You mean, with the mirror ?

Well, first solve for the classical modes, WITH the boundary conditions such as the mirror and all that. A single mode (a harmonic solution to the maxwell equations) will probably be some kind of TEM wave, including the reflexion on the mirror, because that's now included in the boundary conditions of the classical problem. The harmonic oscillator corresponding to that mode will then be quantized, and the energy steps of this oscillator will be "photons" of this system. It is part of the "propagation of this photon" to be reflected on that mirror. You cannot analyze this reflection in more detail, because it was introduced as a boundary condition, and not as a physical interaction.
(a bit in the same way as you cannot analyze the specific nature of the interaction of a constraint in Lagrangian mechanics, if you have imposed a holonomic constraint on the generalized coordinates: you can only do that if you introduce an explicit binding potential and don't introduce a holonomic constraint).

When you quantize this classical system (EM field + perfect mirror as boundary condition), a single photon remains a single photon "as it reflects off the mirror", in the same way as, in free space, a single photon remains itself when it propagates through space, because the "mirror" became kind of part of its "free propagation".

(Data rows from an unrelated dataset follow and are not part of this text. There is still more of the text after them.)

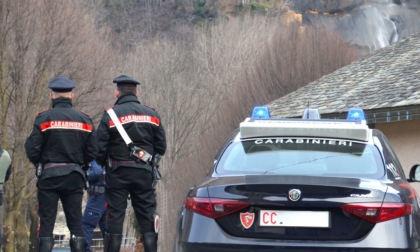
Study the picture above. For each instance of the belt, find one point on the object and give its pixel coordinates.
(97, 189)
(127, 162)
(55, 165)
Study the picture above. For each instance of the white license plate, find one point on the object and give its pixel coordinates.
(284, 218)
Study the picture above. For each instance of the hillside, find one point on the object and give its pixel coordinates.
(370, 24)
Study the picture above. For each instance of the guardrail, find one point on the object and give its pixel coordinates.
(127, 244)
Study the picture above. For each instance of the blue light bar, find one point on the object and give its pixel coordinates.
(356, 114)
(260, 113)
(312, 114)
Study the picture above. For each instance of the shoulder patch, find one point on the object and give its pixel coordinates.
(149, 107)
(84, 113)
(42, 112)
(106, 109)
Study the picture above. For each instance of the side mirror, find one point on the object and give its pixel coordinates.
(414, 173)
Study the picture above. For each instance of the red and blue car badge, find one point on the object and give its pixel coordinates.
(247, 219)
(294, 194)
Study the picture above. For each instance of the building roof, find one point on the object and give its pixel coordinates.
(385, 83)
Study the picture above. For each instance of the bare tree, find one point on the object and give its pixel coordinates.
(40, 39)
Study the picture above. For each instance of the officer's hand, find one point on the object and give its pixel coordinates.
(85, 167)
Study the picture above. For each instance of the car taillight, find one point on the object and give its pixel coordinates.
(213, 208)
(378, 212)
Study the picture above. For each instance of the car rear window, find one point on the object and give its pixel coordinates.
(301, 156)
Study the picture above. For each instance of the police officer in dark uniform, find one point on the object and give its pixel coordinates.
(125, 175)
(62, 142)
(95, 213)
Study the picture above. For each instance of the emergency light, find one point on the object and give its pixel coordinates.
(260, 126)
(356, 114)
(260, 113)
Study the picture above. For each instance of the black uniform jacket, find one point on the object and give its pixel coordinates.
(142, 124)
(62, 135)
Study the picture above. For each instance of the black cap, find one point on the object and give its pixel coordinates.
(61, 84)
(124, 79)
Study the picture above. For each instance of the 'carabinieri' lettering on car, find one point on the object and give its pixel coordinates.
(302, 141)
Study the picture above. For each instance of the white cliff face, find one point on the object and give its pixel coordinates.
(370, 24)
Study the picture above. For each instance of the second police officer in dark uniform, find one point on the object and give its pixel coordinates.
(125, 176)
(62, 142)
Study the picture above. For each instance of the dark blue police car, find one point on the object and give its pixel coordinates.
(302, 185)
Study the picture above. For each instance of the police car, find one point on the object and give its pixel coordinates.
(302, 185)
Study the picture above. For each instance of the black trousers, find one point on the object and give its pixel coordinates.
(68, 189)
(137, 183)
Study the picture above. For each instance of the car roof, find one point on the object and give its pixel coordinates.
(305, 128)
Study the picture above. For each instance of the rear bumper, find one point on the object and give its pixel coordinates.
(190, 247)
(394, 235)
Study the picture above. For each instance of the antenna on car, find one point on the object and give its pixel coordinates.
(312, 114)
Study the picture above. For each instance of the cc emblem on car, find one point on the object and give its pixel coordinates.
(294, 194)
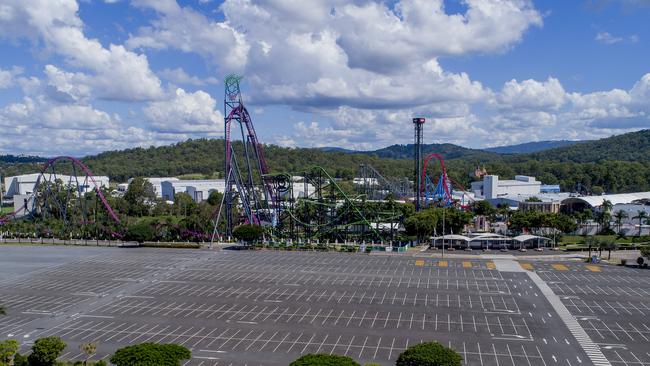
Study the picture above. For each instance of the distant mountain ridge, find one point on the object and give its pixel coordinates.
(614, 164)
(531, 147)
(21, 159)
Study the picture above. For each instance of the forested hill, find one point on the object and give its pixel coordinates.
(530, 147)
(206, 157)
(615, 164)
(449, 151)
(633, 146)
(17, 159)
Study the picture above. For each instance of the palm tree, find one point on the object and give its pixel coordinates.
(641, 216)
(89, 349)
(607, 205)
(620, 215)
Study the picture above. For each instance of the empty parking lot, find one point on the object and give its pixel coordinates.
(267, 308)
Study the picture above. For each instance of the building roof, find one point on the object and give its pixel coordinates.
(452, 237)
(597, 201)
(522, 238)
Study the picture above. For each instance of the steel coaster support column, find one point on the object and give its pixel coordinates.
(418, 123)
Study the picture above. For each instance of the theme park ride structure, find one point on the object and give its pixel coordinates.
(440, 193)
(66, 193)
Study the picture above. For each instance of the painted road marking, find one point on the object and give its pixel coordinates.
(584, 341)
(526, 266)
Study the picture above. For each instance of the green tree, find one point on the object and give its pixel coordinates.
(429, 354)
(45, 351)
(8, 350)
(184, 205)
(641, 215)
(607, 205)
(140, 196)
(89, 349)
(645, 252)
(141, 231)
(214, 199)
(248, 233)
(619, 216)
(320, 359)
(150, 354)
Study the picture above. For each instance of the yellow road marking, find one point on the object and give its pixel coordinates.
(560, 267)
(526, 266)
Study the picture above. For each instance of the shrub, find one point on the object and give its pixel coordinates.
(45, 351)
(150, 354)
(429, 354)
(321, 359)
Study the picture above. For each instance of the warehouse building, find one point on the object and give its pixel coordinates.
(25, 184)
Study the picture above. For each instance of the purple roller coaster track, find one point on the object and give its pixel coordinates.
(49, 200)
(254, 187)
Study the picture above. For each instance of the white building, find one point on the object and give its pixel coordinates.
(157, 184)
(372, 182)
(199, 190)
(24, 184)
(300, 188)
(492, 188)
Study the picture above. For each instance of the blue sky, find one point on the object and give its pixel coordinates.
(81, 77)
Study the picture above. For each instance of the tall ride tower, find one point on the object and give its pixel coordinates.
(247, 182)
(418, 123)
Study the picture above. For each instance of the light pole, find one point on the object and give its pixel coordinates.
(443, 232)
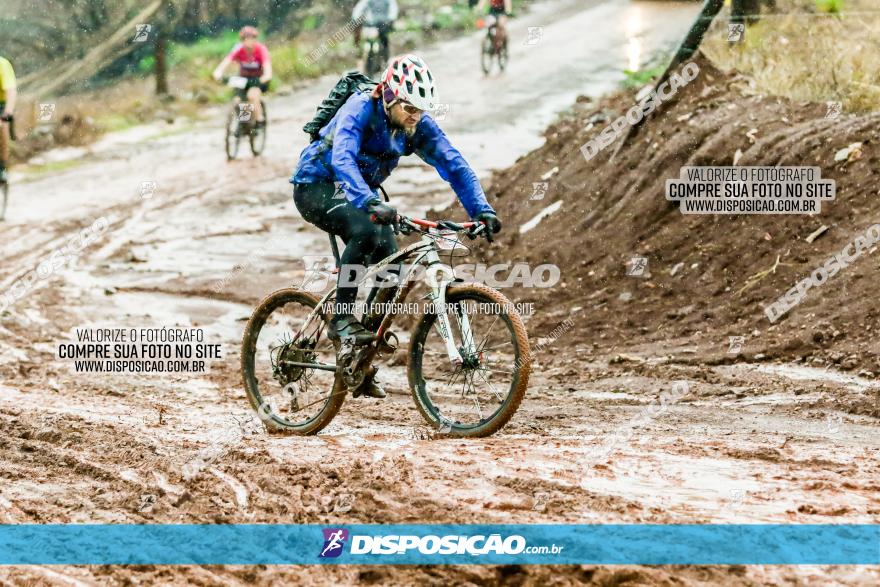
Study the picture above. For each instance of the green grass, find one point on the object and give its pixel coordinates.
(830, 6)
(204, 53)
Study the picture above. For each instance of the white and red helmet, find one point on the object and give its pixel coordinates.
(409, 79)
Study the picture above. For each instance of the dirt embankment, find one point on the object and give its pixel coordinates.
(702, 283)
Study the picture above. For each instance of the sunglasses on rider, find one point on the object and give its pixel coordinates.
(410, 109)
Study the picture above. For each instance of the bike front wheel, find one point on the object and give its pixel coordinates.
(233, 134)
(258, 134)
(280, 338)
(4, 197)
(477, 396)
(487, 54)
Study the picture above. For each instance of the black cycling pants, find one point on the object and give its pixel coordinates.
(365, 242)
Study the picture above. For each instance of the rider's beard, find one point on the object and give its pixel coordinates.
(408, 131)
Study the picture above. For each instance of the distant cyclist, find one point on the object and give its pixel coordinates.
(7, 107)
(255, 64)
(500, 9)
(359, 148)
(379, 14)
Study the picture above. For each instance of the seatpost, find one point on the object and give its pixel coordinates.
(335, 248)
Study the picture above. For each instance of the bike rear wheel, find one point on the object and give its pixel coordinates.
(478, 397)
(287, 397)
(258, 134)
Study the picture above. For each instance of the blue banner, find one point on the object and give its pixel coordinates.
(440, 544)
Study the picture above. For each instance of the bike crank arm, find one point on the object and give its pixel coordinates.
(321, 366)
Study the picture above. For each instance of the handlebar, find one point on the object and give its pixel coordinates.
(406, 225)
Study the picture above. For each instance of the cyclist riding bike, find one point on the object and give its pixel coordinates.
(359, 148)
(379, 14)
(7, 107)
(500, 9)
(254, 64)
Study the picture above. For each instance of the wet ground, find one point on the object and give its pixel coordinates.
(745, 443)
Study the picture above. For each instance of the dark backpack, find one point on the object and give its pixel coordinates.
(350, 83)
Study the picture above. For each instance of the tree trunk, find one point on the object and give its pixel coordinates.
(161, 63)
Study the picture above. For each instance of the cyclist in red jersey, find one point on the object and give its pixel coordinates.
(255, 64)
(500, 9)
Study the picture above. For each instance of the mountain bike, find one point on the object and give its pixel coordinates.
(242, 122)
(492, 49)
(468, 360)
(375, 51)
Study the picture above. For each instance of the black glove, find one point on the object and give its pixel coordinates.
(492, 223)
(381, 213)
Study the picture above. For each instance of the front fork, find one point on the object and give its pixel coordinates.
(438, 298)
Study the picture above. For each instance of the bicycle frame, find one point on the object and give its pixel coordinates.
(425, 253)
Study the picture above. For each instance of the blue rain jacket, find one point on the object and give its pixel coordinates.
(358, 149)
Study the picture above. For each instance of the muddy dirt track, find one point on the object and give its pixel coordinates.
(748, 442)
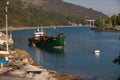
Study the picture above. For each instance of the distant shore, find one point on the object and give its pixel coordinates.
(27, 28)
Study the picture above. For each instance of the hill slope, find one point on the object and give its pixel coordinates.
(67, 9)
(44, 13)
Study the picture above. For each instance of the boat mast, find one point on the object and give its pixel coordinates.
(6, 18)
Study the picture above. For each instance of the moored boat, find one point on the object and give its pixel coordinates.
(41, 39)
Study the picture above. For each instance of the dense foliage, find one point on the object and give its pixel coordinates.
(23, 13)
(117, 60)
(111, 22)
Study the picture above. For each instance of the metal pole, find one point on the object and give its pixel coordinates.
(6, 16)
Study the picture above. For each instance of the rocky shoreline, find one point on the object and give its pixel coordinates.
(22, 67)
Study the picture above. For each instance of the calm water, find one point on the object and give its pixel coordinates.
(77, 56)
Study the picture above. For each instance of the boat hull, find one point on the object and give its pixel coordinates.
(53, 42)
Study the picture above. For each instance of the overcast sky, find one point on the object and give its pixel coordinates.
(108, 7)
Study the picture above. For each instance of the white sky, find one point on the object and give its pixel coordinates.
(108, 7)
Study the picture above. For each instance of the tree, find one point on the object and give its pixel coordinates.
(117, 60)
(113, 20)
(118, 19)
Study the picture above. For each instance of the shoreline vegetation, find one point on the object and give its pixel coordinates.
(22, 67)
(25, 28)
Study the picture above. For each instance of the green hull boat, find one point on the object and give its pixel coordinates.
(42, 40)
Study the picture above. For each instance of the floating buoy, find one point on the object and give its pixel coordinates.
(97, 52)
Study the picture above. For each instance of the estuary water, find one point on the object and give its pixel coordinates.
(77, 56)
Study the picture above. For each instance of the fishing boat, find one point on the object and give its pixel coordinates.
(42, 39)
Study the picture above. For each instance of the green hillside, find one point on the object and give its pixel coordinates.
(25, 14)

However, this photon (remember that photons are nothing else but steps between stationary states) is a different kind of photon from the photon in the free field solution (without mirror). We can both bring into agreement, by introducing an interaction term in the free field solution, which represents the overall action of the mirror on the photon. It will (in its most rudimentary form) be simply a destruction and a creation operator, which destroys the "incoming photon" and creates the "reflected photon" in the free EM field photon basis.